Job Description

We are CirrusLabs . Our vision is to become the world's most sought-after niche digital transformation company that helps customers realize value through innovation. Our mission is to co-create success with our customers, partners and community. Our goal is to enable employees to dream, grow and make things happen. We are committed to excellence. We are a dependable partner organization that delivers on commitments. We strive to maintain integrity with our employees and customers. Every action we take is driven by value. The core of who we are is through our well-knit teams and employees. You are the core of a values driven organization.

You have an entrepreneurial spirit. You enjoy working as a part of well-knit teams. You value the team over the individual. You welcome diversity at work and within the greater community. You aren't afraid to take risks. You appreciate a growth path with your leadership team that journeys how you can grow inside and outside of the organization. You thrive upon continuing education programs that your company sponsors to strengthen your skills and for you to become a thought leader ahead of the industry curve.

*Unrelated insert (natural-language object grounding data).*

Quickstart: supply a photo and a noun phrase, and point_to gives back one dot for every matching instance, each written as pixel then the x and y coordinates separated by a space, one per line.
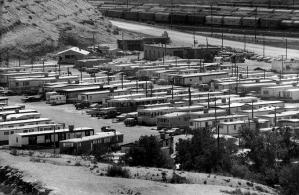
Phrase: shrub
pixel 118 171
pixel 178 179
pixel 33 159
pixel 14 152
pixel 77 163
pixel 240 171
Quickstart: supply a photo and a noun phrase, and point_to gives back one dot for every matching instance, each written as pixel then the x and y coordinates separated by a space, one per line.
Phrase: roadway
pixel 184 38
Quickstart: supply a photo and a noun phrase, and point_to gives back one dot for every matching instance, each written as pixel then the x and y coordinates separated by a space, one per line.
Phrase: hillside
pixel 205 2
pixel 33 27
pixel 73 175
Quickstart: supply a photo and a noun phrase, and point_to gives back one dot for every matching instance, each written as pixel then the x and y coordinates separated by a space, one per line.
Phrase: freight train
pixel 242 17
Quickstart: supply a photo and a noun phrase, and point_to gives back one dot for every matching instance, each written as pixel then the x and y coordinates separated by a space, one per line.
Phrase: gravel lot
pixel 70 116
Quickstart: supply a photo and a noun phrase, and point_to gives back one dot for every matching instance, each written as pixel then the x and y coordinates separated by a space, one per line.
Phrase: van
pixel 48 95
pixel 57 99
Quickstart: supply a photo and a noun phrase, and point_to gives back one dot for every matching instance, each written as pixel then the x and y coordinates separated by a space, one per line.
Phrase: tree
pixel 201 153
pixel 146 152
pixel 289 180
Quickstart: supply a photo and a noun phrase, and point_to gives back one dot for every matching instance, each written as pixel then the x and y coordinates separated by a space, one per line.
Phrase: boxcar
pixel 115 13
pixel 146 16
pixel 250 22
pixel 178 18
pixel 232 21
pixel 283 11
pixel 129 15
pixel 241 13
pixel 287 24
pixel 214 20
pixel 162 17
pixel 270 23
pixel 195 19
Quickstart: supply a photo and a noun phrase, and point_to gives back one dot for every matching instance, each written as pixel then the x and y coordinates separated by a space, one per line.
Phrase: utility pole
pixel 247 71
pixel 122 80
pixel 189 92
pixel 252 110
pixel 286 48
pixel 146 88
pixel 275 117
pixel 152 90
pixel 172 83
pixel 281 64
pixel 263 45
pixel 54 145
pixel 171 14
pixel 222 37
pixel 208 100
pixel 59 68
pixel 217 128
pixel 211 10
pixel 255 24
pixel 244 39
pixel 93 42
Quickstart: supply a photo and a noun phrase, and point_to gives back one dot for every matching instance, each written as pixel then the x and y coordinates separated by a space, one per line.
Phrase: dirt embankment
pixel 35 27
pixel 66 174
pixel 12 182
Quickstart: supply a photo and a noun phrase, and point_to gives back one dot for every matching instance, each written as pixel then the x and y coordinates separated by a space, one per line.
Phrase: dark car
pixel 94 112
pixel 82 105
pixel 9 93
pixel 35 98
pixel 107 129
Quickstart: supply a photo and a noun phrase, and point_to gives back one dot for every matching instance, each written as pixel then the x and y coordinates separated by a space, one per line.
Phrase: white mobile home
pixel 274 91
pixel 5 132
pixel 101 96
pixel 19 123
pixel 280 116
pixel 22 116
pixel 291 94
pixel 47 138
pixel 198 78
pixel 210 122
pixel 181 119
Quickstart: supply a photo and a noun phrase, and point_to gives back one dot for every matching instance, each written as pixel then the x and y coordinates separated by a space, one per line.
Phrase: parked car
pixel 57 99
pixel 94 112
pixel 122 117
pixel 129 122
pixel 110 114
pixel 8 92
pixel 35 98
pixel 107 129
pixel 82 105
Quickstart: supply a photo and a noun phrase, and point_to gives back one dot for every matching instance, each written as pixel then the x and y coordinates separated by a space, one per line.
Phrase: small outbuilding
pixel 71 55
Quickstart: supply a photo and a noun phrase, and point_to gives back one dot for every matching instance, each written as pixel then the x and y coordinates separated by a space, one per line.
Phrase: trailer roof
pixel 52 131
pixel 92 137
pixel 24 121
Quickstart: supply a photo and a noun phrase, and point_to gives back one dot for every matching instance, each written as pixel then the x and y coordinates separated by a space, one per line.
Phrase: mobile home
pixel 47 138
pixel 99 142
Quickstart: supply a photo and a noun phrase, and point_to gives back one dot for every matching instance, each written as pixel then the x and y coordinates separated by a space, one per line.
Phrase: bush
pixel 289 181
pixel 240 171
pixel 77 163
pixel 14 152
pixel 178 179
pixel 117 171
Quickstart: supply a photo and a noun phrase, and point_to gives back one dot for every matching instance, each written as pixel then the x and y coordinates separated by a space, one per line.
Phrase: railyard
pixel 160 103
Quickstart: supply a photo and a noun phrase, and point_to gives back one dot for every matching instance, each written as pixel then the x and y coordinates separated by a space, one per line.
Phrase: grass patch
pixel 118 171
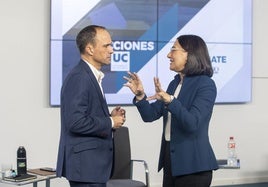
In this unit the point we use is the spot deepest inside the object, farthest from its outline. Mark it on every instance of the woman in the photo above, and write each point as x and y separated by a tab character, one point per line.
186	155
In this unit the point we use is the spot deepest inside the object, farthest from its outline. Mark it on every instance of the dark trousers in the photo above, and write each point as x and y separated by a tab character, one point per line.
83	184
200	179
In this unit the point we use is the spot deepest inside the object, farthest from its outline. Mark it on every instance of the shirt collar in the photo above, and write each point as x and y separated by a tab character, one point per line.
99	75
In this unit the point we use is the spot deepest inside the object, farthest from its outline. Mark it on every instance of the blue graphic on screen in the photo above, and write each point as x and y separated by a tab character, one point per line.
143	32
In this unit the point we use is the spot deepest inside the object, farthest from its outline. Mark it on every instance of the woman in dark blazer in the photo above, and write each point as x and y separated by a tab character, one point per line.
186	156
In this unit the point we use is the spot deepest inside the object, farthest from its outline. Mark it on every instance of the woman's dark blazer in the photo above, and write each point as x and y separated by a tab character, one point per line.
190	149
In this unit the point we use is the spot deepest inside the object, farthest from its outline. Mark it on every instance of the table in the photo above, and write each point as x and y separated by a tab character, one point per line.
32	181
223	164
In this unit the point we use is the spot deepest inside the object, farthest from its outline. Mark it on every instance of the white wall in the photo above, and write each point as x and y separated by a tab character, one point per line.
27	119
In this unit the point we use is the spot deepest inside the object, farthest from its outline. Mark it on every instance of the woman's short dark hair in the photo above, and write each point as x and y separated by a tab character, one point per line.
87	35
198	60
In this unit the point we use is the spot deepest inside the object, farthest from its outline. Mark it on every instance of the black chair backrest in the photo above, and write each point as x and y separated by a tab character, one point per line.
122	154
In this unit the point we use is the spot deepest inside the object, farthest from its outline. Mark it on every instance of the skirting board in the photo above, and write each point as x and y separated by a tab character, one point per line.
220	182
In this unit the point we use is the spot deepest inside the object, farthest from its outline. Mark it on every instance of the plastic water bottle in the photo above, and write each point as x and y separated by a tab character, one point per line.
232	157
21	161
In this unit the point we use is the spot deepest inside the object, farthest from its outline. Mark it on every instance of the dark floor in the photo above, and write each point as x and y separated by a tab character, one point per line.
248	185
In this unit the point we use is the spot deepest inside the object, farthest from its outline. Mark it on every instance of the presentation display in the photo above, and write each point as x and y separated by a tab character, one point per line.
143	31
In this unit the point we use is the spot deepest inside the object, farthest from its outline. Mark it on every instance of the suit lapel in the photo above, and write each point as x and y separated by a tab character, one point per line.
96	85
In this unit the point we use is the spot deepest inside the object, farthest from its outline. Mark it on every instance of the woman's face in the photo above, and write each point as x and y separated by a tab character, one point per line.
177	57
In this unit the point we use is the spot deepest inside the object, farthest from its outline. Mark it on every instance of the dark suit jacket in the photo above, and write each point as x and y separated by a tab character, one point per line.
86	148
190	148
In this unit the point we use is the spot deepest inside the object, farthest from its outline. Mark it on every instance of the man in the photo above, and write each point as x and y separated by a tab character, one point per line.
86	148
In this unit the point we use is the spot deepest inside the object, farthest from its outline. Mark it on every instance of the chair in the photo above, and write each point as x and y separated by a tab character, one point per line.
123	164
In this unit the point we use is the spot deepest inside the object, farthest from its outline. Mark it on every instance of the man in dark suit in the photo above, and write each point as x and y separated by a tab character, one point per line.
86	148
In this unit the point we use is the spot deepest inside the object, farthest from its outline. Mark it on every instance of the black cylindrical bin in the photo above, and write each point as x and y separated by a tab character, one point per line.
21	161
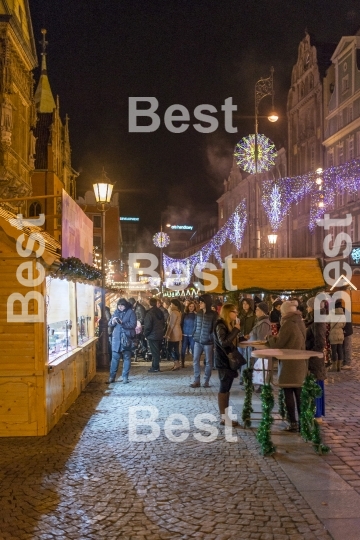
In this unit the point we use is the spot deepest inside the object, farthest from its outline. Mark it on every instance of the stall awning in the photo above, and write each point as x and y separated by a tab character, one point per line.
268	275
12	228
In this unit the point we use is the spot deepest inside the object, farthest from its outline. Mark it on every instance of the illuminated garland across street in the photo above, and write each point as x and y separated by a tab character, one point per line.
233	230
279	195
245	154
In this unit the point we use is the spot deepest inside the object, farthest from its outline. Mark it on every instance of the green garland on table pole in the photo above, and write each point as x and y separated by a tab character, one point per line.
282	405
309	428
264	432
247	407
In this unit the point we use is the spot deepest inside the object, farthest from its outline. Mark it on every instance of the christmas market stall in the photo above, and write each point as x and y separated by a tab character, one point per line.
277	276
46	328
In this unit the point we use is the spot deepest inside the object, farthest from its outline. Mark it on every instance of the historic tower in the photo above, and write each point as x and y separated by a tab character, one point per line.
17	111
53	171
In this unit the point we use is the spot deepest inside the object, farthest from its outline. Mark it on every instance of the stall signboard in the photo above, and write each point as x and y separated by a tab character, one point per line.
77	231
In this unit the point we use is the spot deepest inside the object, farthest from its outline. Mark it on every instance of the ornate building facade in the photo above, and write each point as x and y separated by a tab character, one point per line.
52	164
17	110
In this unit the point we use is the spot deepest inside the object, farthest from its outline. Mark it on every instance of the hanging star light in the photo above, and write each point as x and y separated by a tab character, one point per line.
161	239
233	231
245	154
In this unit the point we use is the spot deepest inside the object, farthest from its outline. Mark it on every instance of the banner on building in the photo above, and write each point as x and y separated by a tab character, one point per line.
77	231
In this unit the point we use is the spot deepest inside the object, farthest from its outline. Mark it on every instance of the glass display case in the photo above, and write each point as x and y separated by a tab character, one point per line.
85	312
61	314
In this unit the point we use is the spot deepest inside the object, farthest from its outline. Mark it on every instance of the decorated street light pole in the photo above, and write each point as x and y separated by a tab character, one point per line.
103	191
161	240
263	88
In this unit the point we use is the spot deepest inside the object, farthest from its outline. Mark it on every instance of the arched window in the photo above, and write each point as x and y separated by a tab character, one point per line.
34	209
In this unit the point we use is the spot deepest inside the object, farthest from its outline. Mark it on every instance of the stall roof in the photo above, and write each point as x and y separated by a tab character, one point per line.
13	229
270	275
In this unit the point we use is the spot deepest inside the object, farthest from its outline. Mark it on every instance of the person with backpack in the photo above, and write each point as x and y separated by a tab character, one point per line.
123	323
154	326
204	340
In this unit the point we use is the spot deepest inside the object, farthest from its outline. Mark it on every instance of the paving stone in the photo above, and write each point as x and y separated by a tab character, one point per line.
86	480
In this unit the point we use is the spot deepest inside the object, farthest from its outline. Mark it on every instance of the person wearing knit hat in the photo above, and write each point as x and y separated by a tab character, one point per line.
292	373
311	302
260	332
316	341
203	340
263	307
262	326
290	306
275	316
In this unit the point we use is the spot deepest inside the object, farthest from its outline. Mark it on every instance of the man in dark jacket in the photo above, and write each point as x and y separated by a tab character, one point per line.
123	323
204	339
154	332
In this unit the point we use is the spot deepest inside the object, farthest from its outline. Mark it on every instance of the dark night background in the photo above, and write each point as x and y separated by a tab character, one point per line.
179	51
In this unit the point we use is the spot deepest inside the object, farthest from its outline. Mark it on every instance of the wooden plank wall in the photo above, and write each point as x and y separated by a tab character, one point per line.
32	398
22	410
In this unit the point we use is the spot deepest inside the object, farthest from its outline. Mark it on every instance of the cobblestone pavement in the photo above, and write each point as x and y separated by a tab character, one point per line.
341	429
86	480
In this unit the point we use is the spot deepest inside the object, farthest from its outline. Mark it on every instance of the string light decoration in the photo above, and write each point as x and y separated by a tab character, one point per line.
161	239
179	271
245	154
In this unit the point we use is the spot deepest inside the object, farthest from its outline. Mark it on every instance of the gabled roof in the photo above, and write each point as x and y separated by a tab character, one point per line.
18	14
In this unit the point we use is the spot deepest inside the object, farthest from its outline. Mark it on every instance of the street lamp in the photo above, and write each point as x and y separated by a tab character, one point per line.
103	191
263	88
272	239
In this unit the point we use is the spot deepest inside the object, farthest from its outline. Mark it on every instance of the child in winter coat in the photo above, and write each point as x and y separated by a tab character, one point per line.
336	338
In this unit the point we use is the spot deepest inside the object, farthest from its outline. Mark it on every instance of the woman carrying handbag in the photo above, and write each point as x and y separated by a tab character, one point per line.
227	357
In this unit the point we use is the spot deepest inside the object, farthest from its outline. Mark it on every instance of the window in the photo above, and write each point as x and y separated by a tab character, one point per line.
97	241
97	222
345	84
34	209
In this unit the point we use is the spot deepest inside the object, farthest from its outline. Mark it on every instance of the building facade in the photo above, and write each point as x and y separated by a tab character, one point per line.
17	109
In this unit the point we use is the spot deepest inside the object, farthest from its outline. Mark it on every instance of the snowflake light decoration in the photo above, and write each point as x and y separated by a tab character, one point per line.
161	239
245	154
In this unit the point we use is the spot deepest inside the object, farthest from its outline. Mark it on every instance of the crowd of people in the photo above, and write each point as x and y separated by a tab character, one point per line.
206	327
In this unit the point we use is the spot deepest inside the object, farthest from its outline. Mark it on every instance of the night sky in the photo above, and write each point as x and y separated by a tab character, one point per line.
186	52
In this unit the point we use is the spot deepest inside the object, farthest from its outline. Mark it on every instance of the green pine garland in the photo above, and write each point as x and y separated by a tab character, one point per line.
247	407
282	405
264	432
310	430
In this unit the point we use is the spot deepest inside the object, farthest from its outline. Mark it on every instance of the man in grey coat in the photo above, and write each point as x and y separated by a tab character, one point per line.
123	323
291	373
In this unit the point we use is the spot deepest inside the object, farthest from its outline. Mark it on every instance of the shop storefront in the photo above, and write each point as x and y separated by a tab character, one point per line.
46	330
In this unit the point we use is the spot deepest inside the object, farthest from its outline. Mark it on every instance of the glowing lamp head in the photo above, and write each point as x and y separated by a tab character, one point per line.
103	192
272	238
273	116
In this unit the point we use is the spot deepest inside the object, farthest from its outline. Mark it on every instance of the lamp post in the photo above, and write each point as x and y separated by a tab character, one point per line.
103	190
263	88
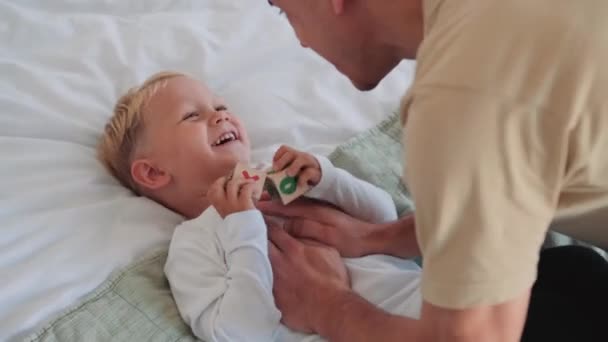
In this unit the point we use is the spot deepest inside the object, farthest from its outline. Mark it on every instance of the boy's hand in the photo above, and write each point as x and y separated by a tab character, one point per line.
231	196
297	163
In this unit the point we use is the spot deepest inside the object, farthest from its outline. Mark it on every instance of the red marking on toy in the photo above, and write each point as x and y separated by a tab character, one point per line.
247	176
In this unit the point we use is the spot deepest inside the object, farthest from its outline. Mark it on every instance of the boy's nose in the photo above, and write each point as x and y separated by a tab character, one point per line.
219	117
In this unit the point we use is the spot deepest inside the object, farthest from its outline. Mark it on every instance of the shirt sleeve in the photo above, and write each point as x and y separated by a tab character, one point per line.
358	198
225	297
484	175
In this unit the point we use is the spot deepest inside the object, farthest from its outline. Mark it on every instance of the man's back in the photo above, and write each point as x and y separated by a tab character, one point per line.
506	125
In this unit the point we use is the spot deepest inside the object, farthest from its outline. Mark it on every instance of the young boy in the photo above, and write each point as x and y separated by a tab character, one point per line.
174	142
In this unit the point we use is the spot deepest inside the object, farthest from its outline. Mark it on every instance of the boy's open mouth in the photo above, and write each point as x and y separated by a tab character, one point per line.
226	138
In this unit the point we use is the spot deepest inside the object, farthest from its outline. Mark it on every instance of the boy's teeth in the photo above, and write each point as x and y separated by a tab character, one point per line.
225	137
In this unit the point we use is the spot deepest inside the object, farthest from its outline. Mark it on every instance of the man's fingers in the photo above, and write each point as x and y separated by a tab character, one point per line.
307	176
283	241
295	167
273	253
281	151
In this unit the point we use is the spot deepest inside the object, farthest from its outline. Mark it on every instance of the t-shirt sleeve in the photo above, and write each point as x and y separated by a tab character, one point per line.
484	176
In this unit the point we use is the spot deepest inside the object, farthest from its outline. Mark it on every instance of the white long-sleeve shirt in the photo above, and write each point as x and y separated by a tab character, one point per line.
221	278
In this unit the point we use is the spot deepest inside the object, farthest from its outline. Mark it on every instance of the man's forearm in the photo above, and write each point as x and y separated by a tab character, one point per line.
351	318
396	238
348	317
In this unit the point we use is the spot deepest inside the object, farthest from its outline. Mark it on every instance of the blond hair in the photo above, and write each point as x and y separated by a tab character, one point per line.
121	133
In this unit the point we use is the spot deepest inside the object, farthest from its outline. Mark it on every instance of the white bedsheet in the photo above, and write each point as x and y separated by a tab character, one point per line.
64	223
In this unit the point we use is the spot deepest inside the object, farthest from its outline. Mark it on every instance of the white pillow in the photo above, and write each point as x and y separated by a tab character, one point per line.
65	223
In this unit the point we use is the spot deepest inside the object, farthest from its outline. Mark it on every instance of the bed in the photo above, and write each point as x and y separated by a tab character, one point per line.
66	225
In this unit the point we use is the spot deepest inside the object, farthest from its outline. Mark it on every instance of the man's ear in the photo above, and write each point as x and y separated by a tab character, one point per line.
148	175
338	6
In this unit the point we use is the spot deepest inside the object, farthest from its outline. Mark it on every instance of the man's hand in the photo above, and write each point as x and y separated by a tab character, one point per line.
297	163
307	278
351	237
308	219
231	196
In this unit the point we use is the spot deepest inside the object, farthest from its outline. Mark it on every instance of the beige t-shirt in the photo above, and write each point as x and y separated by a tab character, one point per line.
507	129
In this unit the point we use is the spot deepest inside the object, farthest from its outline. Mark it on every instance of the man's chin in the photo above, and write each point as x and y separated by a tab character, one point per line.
364	86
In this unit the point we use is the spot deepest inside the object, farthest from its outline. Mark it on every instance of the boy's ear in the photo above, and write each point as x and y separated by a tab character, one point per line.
148	175
338	6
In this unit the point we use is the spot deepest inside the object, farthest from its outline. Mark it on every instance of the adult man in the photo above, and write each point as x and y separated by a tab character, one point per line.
505	132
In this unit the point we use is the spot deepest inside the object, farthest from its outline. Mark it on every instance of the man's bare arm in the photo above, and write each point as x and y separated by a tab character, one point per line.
350	236
497	323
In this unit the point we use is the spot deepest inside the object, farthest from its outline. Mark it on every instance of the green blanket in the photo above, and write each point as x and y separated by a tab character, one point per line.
135	303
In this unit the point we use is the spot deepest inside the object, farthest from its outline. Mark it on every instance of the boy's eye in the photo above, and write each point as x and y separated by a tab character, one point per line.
190	115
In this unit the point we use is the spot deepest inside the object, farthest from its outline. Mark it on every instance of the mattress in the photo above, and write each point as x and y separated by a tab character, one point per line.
65	223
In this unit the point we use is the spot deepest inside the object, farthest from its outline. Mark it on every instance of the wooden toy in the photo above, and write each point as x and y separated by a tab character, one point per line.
287	187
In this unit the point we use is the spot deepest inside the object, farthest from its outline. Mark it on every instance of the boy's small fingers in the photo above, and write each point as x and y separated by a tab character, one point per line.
246	193
282	162
295	167
281	151
307	177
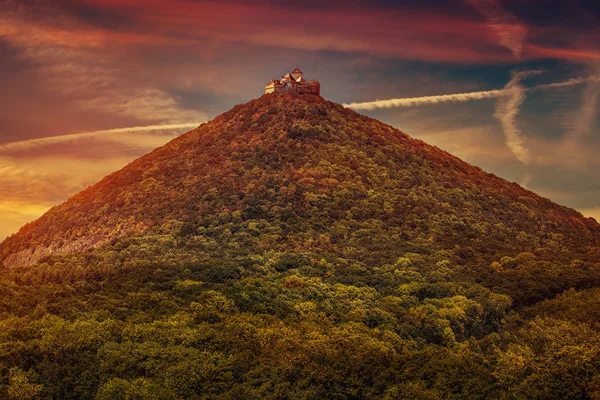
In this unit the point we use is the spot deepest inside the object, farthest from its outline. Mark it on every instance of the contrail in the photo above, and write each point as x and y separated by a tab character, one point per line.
418	101
507	110
27	144
460	97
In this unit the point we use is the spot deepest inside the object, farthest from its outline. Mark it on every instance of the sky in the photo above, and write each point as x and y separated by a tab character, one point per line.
87	86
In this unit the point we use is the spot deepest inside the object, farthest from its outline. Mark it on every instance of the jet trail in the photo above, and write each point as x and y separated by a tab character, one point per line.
460	97
27	144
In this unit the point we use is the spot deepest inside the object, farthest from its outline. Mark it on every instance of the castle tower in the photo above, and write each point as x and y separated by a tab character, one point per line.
297	75
294	83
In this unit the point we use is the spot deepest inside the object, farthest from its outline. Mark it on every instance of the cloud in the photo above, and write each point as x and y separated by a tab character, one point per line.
511	32
507	110
462	97
38	142
426	100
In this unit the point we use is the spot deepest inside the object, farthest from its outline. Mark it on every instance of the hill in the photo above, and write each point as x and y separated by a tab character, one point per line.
292	248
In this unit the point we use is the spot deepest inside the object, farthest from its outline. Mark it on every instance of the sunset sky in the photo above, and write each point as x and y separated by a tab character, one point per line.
524	75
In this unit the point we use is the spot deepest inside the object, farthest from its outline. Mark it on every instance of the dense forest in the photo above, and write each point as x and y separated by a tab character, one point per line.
294	249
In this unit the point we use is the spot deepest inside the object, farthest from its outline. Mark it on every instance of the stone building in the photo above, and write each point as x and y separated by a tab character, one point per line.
294	83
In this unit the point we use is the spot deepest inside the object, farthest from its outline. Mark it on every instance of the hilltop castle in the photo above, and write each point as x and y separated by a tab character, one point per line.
293	83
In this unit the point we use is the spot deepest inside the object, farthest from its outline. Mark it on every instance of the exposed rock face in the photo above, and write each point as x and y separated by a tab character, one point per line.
292	158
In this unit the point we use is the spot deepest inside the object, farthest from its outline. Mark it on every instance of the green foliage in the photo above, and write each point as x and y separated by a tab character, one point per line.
292	248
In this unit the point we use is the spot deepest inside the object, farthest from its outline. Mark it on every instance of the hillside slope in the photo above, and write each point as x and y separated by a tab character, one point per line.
308	163
294	249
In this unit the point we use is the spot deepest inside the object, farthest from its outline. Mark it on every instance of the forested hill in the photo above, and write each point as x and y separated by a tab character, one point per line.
294	249
322	175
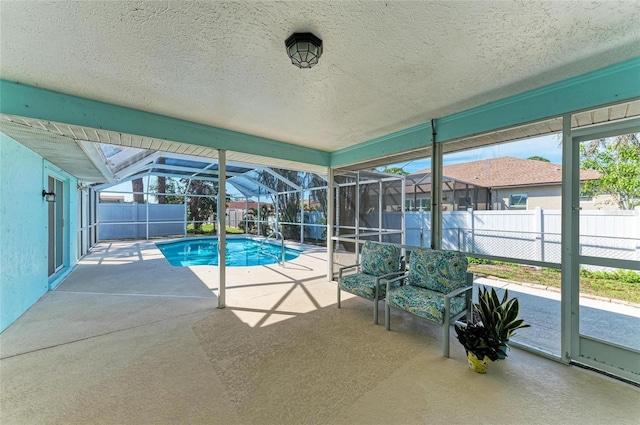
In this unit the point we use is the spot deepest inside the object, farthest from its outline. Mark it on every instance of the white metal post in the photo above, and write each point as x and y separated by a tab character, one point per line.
380	211
436	195
357	217
329	219
222	234
570	233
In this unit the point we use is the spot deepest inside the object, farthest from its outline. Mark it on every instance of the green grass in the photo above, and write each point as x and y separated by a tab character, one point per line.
621	285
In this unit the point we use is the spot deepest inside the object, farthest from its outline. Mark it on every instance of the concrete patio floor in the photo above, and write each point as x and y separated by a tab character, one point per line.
129	339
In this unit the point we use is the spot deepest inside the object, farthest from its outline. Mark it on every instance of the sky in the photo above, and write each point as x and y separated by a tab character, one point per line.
545	146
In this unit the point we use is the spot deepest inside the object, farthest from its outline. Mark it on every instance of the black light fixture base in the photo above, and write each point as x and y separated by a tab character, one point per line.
304	49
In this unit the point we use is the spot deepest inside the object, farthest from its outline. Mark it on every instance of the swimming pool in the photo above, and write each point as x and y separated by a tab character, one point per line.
240	252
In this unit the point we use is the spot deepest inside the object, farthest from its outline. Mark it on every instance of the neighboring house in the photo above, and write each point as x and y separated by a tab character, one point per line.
508	183
111	199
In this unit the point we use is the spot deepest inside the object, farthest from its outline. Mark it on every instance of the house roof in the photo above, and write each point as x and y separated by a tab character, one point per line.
508	171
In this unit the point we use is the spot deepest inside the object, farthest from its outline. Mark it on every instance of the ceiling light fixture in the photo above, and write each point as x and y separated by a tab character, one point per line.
304	49
48	196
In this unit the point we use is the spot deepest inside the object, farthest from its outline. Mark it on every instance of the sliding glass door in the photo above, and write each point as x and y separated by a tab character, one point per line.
56	226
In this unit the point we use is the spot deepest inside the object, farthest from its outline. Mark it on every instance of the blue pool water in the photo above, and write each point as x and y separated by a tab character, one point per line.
240	252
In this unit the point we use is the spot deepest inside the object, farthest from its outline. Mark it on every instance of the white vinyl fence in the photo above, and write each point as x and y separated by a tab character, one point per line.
129	221
530	235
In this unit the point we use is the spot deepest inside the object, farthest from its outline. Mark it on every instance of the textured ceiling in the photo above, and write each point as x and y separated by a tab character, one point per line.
386	65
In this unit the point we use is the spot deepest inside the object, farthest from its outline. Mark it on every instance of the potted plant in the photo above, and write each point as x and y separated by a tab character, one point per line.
487	339
481	345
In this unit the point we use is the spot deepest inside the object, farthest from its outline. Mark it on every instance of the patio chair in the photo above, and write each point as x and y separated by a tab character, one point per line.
437	288
378	263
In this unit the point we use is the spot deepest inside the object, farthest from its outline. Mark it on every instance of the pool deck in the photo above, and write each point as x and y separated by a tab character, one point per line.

You are excited about creating change because your skills can help the greater good of every customer, industry and community. We are hiring a talented >to join our team. If you're excited to be part of a winning team, CirrusLabs ( http://www.cirruslabs.io ) is a great place to grow your career.

Experience - 5+ years

Location - Bengaluru/Hyderabad

Shift Time- 2 to 11 PM ISTOverview

We are seeking a hands-on AI/HPC Network Engineer to architect, build, and scale our next-generation AI Factory. In this role, you will own the critical "nervous system " of our AI platform: the high-performance network fabric.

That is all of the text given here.